There are many amazing seitan products that are available for purchase at many health food stores, and almost every vegan restaurant in the city has a few dishes with seitan.

One good thing about seitan is that it's also pretty easy to make, and my recipe is a good simple base to add your own flavors to. I do cut the seitan mixture with chickpea flour which helps keep the seitan from being too dense. I also add nutritional yeast, which helps give a much needed umami taste. 

One very important thing to know when making seitan is that the liquid you add to your dough must be cold. Cold liquid will prevent the gluten from absorbing the liquid too quickly, which will make it easier to knead (which if you have ever kneaded any other dough, you will find that seitan can require a little more muscle to knead).

dough after kneading

Personally, I’m not a big fan of poaching seitan, because the dough continues to absorb liquid, which can make the seitan rather gristly in texture. My preferred method is baking or steaming, so I will give instructions for both. 

Seitan Base (see variations below): 

Makes: about 32 ounces

Total prep time: about 45-65 minutes 

  • 2 cups vital wheat gluten, plus more as needed
  • ¼ cup + 2 tbsp chickpea flour
  • ¼ cup + 2 tbsp nutritional yeast
  • 1 ¼ cup cold vegetable stock
  • ¼ cup cold soy sauce
  • 3 tbsp extra virgin olive oil

In a large bowl, mix together vital wheat gluten, chickpea flour, and nutritional yeast. Add in vegetable stock, soy sauce, and olive oil, and stir until it comes together. If the mixture looks too wet, add ¼ cup of vital wheat gluten at a time until it comes together. 

Knead the seitan in the bowl for 3-5 minutes, or until it’s one mass. It should spring back if you poke it with your finger. It may take a little more pressure to knead it, but keep at it. It will come together. 

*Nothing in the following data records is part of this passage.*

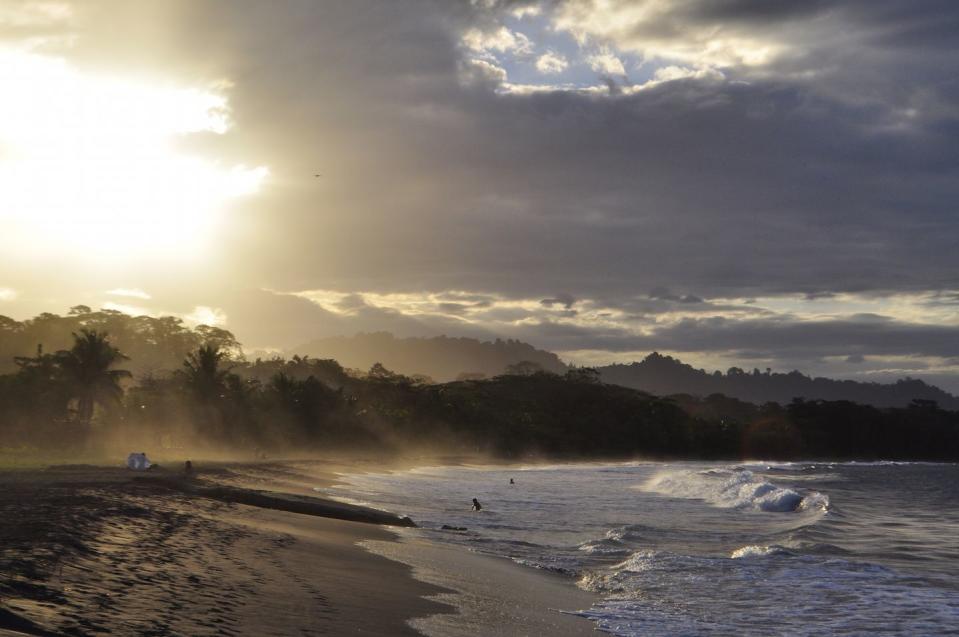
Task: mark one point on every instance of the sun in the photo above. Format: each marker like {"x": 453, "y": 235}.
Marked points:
{"x": 89, "y": 164}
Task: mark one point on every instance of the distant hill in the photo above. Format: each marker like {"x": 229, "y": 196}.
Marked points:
{"x": 441, "y": 358}
{"x": 664, "y": 375}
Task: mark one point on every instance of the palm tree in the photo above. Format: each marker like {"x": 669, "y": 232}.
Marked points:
{"x": 202, "y": 374}
{"x": 87, "y": 369}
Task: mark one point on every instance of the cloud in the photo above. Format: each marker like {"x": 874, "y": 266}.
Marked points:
{"x": 135, "y": 293}
{"x": 551, "y": 63}
{"x": 800, "y": 154}
{"x": 607, "y": 63}
{"x": 501, "y": 40}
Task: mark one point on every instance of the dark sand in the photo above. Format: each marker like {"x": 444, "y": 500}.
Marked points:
{"x": 93, "y": 551}
{"x": 87, "y": 550}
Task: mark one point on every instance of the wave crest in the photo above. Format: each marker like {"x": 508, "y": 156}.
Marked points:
{"x": 734, "y": 489}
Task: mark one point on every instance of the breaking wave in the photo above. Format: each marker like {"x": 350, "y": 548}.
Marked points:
{"x": 741, "y": 489}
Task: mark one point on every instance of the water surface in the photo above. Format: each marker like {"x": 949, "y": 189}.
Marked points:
{"x": 710, "y": 548}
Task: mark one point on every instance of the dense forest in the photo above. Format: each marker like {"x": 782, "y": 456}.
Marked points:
{"x": 664, "y": 375}
{"x": 84, "y": 396}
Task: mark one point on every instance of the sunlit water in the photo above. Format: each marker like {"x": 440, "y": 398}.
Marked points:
{"x": 712, "y": 549}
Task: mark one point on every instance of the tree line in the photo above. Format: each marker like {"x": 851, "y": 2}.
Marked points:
{"x": 84, "y": 397}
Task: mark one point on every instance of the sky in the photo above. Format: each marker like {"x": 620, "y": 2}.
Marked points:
{"x": 750, "y": 183}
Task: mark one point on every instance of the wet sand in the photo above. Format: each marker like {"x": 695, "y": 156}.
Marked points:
{"x": 87, "y": 550}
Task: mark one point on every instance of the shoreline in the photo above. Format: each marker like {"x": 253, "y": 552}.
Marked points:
{"x": 87, "y": 550}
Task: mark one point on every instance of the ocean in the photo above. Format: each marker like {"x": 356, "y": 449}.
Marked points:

Form the seitan into a rectangle or 4 mini “cutlets”, no thicker than 1 ½ inches. Wrap the rectangle or each cutlet in foil loosely (this is important, so the seitan has room to expand). If steaming, place the foil wrapped seitan in a steamer basket in a pot over 2 inches of water. Cover and steam until the seitan has firmed up, anywhere from 40-60 minutes (depending on how you formed the seitan). If baking, place the foil wrapped seitan in a roasting pan, and bake until the seitan has firmed up, also 40-60 minutes. 

Once the seitan is done, remove it from the foil to cool. Proceed to add to your favorite recipe, such as kebabs, gyros, chops, ground for stew, and many more.

These are some seitan flavor variations I’ve made before (all for mixing in with the dry ingredients). Feel free to experiment with any flavors you like! 

Greek (great for Gyros):

  • 5 cloves garlic, minced
  • 1 sprigs rosemary, finely chopped
  • 1 sprigs oregano, finely chopped
  • 1 tsp smoked paprika 

Italian sausage:

  • 5 cloves garlic, minced
  • 2 tsp coarsely ground fennel seeds
  • 1 tbsp fresh chopped sage
  • 1 tsp fresh ground black pepper 


  • 1 tbsp chili powder
  • 1 tbsp smoked paprika
  • 1 tsp cumin
  • 2 tsp garlic powder
  • 1 tsp coriander
  • ½ tsp red chili flakes
  • ½ tsp dried oregano
  • ½ tsp fresh ground black pepper 

Whether you purchase seitan or make it from scratch, you will see that seitan is one of the best meaty staples for your plant-based pantry.